With reference to the article in Saturday, 20th October, Mr Costello makes with regard to a banquet for the mayor, how can any council spend this amount of money when ordinary families are struggling to put food on the table or pay bills?

Surely SBC would look in better light had they put this sum of money to better use. Most days we read about how much SBC is in the red; spending anything not to do with services to the tax payer is extravagant.

On the same wavelength, why was the crossing on Queen’s Drive by the Magic Roundabout moved a few yards and how much was the cost again out of our taxes? Who can explain what difference it has made? The works went on for three months.

Another waste of tax payers money. Please explain.

Name and address supplied

Symbol of peace

As a proud wearer of the white peace poppy, I was most pleased to read in the Guardian (15 Oct) that the St John Ambulance is allowing its volunteers to wear it (white peace poppy) for the first time at this year’s remembrance services.

The white peace poppy can be traced back to 1933 when it was first sold by the Co-operative Women’s Guild and is not only a symbol of peace but also a symbol that remembers all the victims of war and also challenges militarism.
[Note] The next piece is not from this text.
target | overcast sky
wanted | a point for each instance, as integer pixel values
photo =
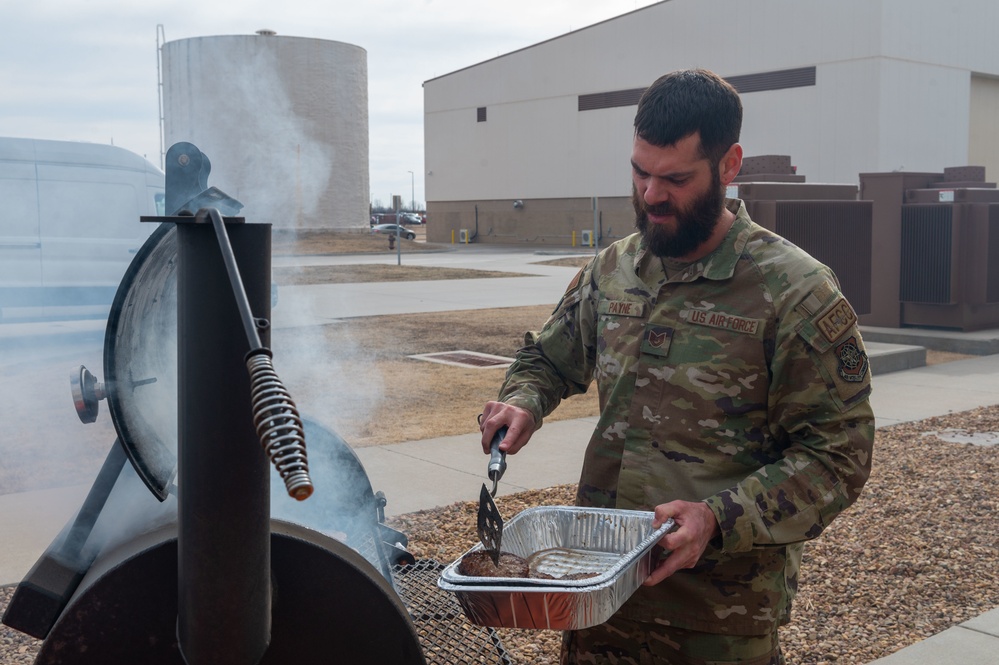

The Peace Pledge Union that distributes the white poppy are hoping to sell 100,000 of them this year. If you want to be in the growing number of white poppy wearers than you can purchase one from the Pulse shop in Curtis Street, approximately 500 yards from the Rolleston Arms on Commercial Road.

Martin Webb, Swindon Road, Old Town

More fuel us

Oh to live in Royal Wootton Bassett if you own a car. The price of petrol and diesel must be the most expensive in the West Country.

I drove to Bournemouth a few weeks ago on a Sunday and on the way down I looked at the price of fuel in every place we passed through. Not one was as expensive as Royal Wootton Bassett. Driving up past the three petrol stations today, I see that they have increased the price again.

Why on earth do people ever go into them when they can drive down the road a few miles and save over £5 on a tank of diesel in Calne.

Oh to live in Bassett and pay through the nose for fuel. Have no banks, have no traffic wardens, and a British Legion nobody wants to join. Also spend pounds and pounds on a ridiculous large poppy that falls to bits after a few weeks. Have a non-caring county council who agree to have hundreds of houses built around the town but will not have extra doctors surgeries and schools built.

But you can have a Tennis Centre built for about 5% of the locals to use.

But at least we all live in ROYAL Wootton Bassett now.